From the wikipedia.py file in that framework, I found this code:
def putPage(self, text, comment = None, watchArticle = False, minorEdit = True, newPage = False, token = None, gettoken = False, sysop = False):

        """

        Upload 'text' as new contents for this Page by filling out the edit

        page.

        

        Don't use this directly, use put() instead.

        """

        safetuple = () # safetuple keeps the old value, but only if we did not get a token yet could

        # TODO: get rid of safetuple

        if self.site().version() >= "1.4":

            if gettoken or not token:

                token = self.site().getToken(getagain = gettoken, sysop = sysop)

            else:

                safetuple = (text, comment, watchArticle, minorEdit, newPage, sysop)
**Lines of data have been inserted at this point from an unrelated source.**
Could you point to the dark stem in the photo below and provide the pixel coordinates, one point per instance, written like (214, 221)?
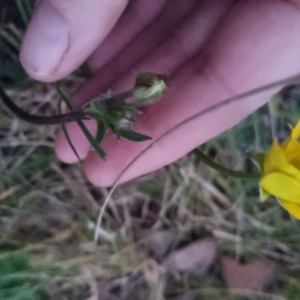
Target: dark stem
(112, 102)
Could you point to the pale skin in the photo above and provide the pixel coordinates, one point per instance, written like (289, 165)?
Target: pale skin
(210, 49)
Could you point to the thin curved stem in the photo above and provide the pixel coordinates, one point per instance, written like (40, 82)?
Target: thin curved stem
(207, 160)
(78, 115)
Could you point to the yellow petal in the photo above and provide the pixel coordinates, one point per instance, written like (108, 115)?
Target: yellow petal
(263, 195)
(275, 161)
(292, 208)
(291, 146)
(281, 186)
(296, 131)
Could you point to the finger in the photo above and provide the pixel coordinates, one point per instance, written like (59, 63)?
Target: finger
(138, 50)
(136, 17)
(62, 35)
(191, 34)
(243, 55)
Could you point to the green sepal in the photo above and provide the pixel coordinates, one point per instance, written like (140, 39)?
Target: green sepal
(257, 158)
(133, 135)
(148, 87)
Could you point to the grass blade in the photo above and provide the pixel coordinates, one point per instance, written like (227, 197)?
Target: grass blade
(90, 138)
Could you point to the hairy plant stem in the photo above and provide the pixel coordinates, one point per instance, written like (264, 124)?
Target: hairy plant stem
(109, 103)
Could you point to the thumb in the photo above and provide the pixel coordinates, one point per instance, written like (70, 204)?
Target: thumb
(62, 34)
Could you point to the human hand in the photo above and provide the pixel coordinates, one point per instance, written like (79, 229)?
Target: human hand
(211, 50)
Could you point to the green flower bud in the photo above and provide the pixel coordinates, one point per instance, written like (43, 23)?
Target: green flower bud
(148, 87)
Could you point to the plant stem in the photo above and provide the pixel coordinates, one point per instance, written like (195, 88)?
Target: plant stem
(222, 169)
(109, 103)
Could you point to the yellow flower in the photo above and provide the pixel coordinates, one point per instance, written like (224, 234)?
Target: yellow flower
(281, 173)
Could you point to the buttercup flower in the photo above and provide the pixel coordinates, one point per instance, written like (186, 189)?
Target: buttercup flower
(280, 168)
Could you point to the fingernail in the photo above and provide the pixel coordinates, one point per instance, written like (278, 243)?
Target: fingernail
(45, 43)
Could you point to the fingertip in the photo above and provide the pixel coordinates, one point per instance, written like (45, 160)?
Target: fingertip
(60, 38)
(46, 40)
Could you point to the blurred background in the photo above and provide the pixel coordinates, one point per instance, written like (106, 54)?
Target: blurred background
(184, 232)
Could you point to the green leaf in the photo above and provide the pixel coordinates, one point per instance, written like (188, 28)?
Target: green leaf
(85, 131)
(100, 130)
(133, 136)
(257, 158)
(154, 188)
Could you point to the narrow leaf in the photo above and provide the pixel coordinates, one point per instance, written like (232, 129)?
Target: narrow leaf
(133, 135)
(100, 131)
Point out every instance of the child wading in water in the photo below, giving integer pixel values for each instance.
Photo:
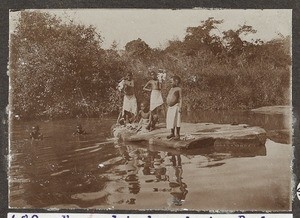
(156, 99)
(174, 101)
(129, 110)
(145, 118)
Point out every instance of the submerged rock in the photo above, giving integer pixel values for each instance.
(204, 134)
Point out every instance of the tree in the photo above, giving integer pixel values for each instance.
(57, 69)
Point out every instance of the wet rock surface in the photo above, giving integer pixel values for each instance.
(195, 135)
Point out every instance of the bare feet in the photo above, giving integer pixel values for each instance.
(177, 137)
(170, 136)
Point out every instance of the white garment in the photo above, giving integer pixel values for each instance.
(155, 99)
(173, 117)
(130, 104)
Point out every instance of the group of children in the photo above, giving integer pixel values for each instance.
(148, 116)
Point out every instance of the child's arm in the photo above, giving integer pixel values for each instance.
(145, 87)
(159, 85)
(180, 99)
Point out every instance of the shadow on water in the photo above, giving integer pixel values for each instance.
(91, 171)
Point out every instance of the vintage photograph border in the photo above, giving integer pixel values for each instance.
(7, 5)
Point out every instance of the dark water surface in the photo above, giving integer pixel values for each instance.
(92, 171)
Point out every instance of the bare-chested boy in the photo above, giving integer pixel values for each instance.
(156, 99)
(129, 102)
(174, 101)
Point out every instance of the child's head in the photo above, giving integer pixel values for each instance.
(176, 80)
(35, 128)
(144, 106)
(129, 76)
(153, 75)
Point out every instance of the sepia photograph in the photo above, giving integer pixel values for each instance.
(150, 109)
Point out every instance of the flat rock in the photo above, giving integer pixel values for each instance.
(195, 135)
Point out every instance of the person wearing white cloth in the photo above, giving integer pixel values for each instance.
(156, 99)
(129, 103)
(174, 101)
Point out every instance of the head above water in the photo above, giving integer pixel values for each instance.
(176, 80)
(144, 106)
(129, 76)
(153, 75)
(36, 128)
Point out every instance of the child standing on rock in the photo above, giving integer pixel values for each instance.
(156, 99)
(174, 102)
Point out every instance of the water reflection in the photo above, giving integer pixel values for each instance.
(178, 187)
(91, 171)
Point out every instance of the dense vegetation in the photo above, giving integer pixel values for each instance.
(59, 69)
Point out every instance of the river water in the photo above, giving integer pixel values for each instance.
(93, 171)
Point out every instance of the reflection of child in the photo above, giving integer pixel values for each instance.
(174, 101)
(156, 99)
(35, 133)
(145, 118)
(129, 103)
(79, 130)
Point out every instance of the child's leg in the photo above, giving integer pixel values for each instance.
(172, 134)
(177, 137)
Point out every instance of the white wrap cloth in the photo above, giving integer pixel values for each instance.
(173, 117)
(130, 104)
(155, 99)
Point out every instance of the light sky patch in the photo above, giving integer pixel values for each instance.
(157, 26)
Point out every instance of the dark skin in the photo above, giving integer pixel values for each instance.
(174, 98)
(155, 85)
(144, 113)
(128, 90)
(35, 134)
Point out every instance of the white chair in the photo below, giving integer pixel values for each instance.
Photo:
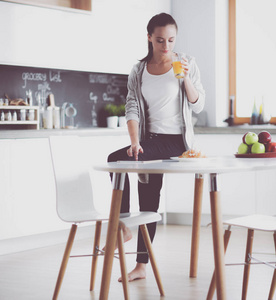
(251, 223)
(74, 201)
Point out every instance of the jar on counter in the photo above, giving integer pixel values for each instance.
(8, 116)
(30, 115)
(23, 114)
(56, 117)
(2, 116)
(14, 116)
(48, 118)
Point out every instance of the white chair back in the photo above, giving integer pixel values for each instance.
(73, 184)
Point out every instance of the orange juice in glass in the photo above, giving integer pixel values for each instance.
(177, 67)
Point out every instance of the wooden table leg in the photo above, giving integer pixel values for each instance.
(111, 237)
(198, 191)
(218, 244)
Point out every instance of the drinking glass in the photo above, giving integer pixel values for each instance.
(177, 67)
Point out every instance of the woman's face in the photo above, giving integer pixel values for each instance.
(163, 40)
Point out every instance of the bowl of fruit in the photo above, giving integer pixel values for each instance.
(256, 145)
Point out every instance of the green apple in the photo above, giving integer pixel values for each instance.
(258, 148)
(243, 149)
(251, 138)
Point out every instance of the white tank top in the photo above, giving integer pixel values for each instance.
(161, 95)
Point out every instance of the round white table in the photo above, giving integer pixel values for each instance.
(212, 166)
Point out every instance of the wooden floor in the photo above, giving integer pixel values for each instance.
(32, 274)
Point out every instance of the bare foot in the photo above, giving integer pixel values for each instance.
(127, 235)
(139, 272)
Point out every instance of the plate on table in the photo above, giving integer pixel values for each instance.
(192, 159)
(257, 155)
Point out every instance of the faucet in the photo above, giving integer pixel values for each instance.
(62, 115)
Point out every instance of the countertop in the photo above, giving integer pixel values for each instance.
(44, 133)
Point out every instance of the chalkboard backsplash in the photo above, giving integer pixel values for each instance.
(88, 92)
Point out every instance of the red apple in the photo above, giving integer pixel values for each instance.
(270, 147)
(264, 137)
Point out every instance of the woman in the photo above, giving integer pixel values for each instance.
(159, 118)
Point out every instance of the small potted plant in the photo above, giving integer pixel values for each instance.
(111, 115)
(121, 115)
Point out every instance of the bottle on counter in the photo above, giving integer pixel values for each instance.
(48, 118)
(56, 117)
(8, 116)
(254, 116)
(14, 116)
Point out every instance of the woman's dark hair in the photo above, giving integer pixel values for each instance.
(159, 20)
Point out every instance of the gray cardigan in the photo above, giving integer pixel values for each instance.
(136, 106)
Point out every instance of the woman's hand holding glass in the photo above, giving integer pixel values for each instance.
(180, 66)
(134, 150)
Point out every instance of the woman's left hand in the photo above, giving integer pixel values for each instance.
(185, 66)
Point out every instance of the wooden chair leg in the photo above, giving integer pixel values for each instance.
(123, 263)
(96, 245)
(273, 283)
(249, 244)
(65, 259)
(218, 243)
(198, 191)
(212, 286)
(148, 244)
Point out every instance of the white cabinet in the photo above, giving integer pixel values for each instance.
(27, 117)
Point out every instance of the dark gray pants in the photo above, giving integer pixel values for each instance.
(155, 146)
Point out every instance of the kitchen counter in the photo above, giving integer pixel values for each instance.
(43, 133)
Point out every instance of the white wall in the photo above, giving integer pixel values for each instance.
(203, 33)
(110, 39)
(113, 37)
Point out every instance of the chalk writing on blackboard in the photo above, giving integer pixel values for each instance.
(26, 76)
(93, 98)
(55, 76)
(107, 98)
(99, 78)
(112, 90)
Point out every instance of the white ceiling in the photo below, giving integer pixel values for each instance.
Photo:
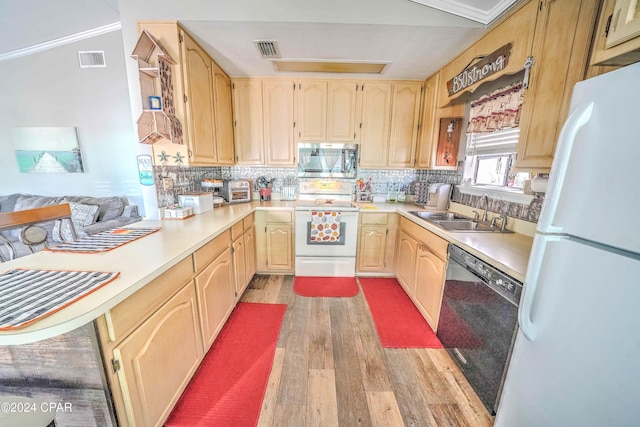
(416, 39)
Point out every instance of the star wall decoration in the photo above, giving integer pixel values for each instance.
(164, 157)
(179, 158)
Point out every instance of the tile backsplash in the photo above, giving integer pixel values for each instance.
(188, 179)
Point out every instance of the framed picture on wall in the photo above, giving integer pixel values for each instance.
(47, 150)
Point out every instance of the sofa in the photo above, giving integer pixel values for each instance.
(90, 215)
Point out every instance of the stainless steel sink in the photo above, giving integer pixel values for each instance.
(440, 216)
(455, 222)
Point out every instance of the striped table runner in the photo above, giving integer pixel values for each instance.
(102, 242)
(30, 295)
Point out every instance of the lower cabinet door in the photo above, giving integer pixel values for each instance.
(239, 264)
(406, 261)
(250, 256)
(372, 248)
(429, 284)
(279, 246)
(215, 286)
(158, 359)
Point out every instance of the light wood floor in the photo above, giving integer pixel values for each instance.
(330, 370)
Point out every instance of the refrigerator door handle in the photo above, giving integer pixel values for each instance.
(579, 117)
(530, 286)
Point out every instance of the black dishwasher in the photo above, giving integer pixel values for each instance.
(478, 321)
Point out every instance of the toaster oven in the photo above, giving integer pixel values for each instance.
(236, 191)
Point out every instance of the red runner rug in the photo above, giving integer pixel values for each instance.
(398, 321)
(231, 382)
(308, 286)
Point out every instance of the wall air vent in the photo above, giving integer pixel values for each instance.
(267, 48)
(92, 59)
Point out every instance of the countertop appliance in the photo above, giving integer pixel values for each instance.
(330, 258)
(236, 191)
(478, 321)
(200, 202)
(575, 357)
(327, 160)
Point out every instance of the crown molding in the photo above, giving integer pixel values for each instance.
(29, 50)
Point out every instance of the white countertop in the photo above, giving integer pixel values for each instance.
(142, 260)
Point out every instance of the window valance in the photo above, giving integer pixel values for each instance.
(497, 110)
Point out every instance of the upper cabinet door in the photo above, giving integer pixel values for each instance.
(223, 118)
(427, 139)
(376, 124)
(278, 109)
(561, 46)
(247, 121)
(312, 110)
(342, 110)
(198, 83)
(405, 118)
        # Check whether we are not too quickly after the previous putPage, and

        # wait a bit until the interval is acceptable

        put_throttle()

        # Which web-site host are we submitting to?
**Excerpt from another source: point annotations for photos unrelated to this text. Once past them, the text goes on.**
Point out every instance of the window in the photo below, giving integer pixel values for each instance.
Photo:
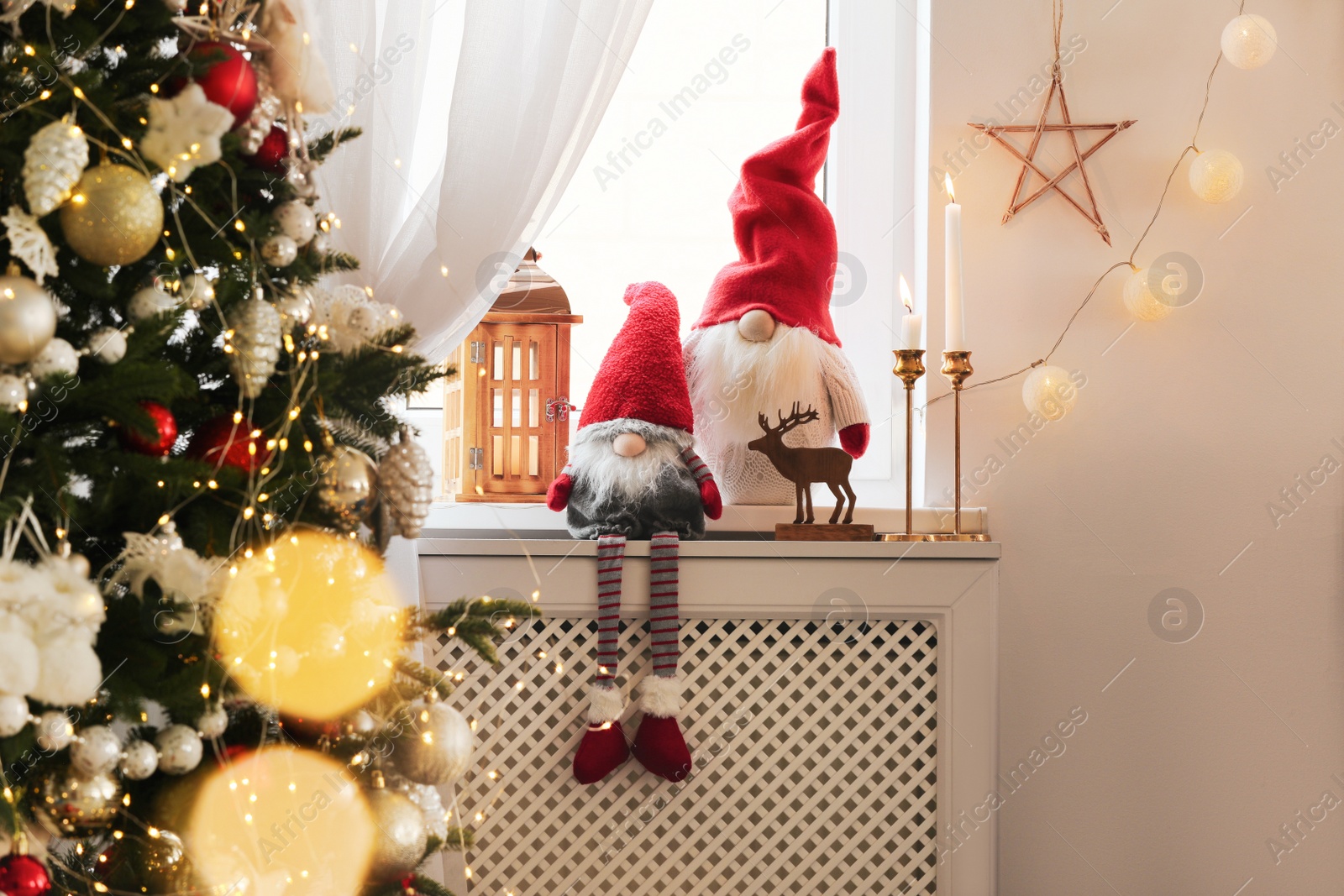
(707, 85)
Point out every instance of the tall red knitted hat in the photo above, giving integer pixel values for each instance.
(643, 375)
(786, 238)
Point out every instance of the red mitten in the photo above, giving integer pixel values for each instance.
(558, 496)
(659, 743)
(604, 747)
(853, 439)
(711, 500)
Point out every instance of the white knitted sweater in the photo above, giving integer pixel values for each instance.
(748, 477)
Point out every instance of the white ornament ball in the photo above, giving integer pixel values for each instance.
(1048, 391)
(296, 221)
(27, 320)
(213, 721)
(151, 301)
(1142, 301)
(280, 250)
(54, 731)
(69, 672)
(1216, 176)
(58, 356)
(13, 715)
(197, 291)
(179, 750)
(96, 752)
(13, 392)
(1249, 40)
(108, 344)
(140, 762)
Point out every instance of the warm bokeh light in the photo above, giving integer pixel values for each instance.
(286, 600)
(281, 821)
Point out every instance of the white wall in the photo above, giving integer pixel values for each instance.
(1187, 429)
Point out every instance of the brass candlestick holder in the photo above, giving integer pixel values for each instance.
(909, 369)
(956, 367)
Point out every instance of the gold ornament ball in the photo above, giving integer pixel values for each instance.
(1048, 391)
(77, 806)
(1249, 42)
(1142, 301)
(27, 320)
(1216, 176)
(114, 217)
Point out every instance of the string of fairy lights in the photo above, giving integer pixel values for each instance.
(1151, 295)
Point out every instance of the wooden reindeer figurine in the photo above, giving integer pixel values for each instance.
(806, 465)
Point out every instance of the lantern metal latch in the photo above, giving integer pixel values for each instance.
(559, 407)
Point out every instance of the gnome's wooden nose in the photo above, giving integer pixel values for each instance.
(757, 325)
(629, 445)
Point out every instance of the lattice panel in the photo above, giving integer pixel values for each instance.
(815, 763)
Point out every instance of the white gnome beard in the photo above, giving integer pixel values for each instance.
(608, 476)
(734, 379)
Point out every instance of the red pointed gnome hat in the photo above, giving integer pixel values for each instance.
(786, 238)
(643, 375)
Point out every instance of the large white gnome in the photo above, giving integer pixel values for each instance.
(765, 338)
(632, 474)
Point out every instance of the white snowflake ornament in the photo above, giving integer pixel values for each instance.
(185, 132)
(30, 244)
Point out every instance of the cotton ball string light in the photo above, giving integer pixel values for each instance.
(1140, 300)
(1216, 176)
(237, 809)
(1249, 40)
(1048, 391)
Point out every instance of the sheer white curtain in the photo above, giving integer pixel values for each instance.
(533, 80)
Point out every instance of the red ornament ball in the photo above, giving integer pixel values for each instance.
(24, 876)
(165, 432)
(226, 76)
(221, 441)
(270, 155)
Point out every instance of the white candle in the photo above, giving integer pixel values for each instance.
(954, 340)
(911, 324)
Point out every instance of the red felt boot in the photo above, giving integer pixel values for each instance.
(602, 748)
(659, 745)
        host = self.site().hostname()

        # Get the address of the page on that host.

        address = self.site().put_address(self.urlname())

        # If no comment is given for the change, use the default

        if comment is None:

            comment=action

        # Use the proper encoding for the comment

        comment = comment.encode(self.site().encoding())
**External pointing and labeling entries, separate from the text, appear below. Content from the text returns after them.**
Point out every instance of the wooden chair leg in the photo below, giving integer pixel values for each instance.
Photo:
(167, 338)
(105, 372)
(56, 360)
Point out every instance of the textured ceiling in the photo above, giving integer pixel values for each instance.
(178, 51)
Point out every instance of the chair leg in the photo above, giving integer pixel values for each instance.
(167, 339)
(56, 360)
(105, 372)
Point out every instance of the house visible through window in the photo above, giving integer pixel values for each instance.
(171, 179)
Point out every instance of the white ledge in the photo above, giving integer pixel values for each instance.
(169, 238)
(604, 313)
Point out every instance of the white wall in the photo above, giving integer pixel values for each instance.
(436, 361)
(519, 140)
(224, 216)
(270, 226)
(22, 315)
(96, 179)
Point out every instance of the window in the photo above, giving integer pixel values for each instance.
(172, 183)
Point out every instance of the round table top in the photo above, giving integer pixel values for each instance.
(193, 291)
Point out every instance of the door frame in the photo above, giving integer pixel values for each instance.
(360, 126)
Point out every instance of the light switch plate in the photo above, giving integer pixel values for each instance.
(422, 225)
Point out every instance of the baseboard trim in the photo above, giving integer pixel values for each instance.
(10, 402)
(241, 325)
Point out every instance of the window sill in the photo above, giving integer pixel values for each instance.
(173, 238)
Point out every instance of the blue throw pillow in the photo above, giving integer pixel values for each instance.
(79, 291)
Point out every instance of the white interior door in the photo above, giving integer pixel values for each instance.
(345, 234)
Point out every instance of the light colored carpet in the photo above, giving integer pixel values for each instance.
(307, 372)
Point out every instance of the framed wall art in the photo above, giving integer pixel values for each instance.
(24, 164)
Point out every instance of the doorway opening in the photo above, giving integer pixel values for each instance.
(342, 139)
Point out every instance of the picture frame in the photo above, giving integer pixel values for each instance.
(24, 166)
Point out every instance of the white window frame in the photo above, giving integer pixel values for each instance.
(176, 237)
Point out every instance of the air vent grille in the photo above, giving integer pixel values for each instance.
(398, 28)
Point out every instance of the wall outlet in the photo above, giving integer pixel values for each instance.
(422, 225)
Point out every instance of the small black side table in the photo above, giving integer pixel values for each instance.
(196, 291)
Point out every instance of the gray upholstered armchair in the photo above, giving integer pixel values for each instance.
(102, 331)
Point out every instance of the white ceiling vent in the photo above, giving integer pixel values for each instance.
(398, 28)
        # Encode the text into the right encoding for the wiki
        text = text.encode(self.site().encoding())

        predata = [

            ('wpSave', '1'),

            ('wpSummary', comment),

            ('wpTextbox1', text)]

        # Except if the page is new, we need to supply the time of the

        # previous version to the wiki to prevent edit collisions

        if newPage:

            predata.append(('wpEdittime', ''))

        else:

            predata.append(('wpEdittime', self._editTime))

        predata.append(('wpStarttime', self._startTime))            

        # Pass the minorEdit and watchArticle arguments to the Wiki.

        if minorEdit:

            predata.append(('wpMinoredit', '1'))

        if watchArticle:

            predata.append(('wpWatchthis', '1'))

        # Give the token, but only if one is supplied.

        if token:

            predata.append(('wpEditToken', token))

        # Encode all of this into a HTTP request

        data = urlencode(tuple(predata))

        

        if newPage:

            output('Creating page %s' % self.aslink())

        else:

            output('Changing page %s' % self.aslink())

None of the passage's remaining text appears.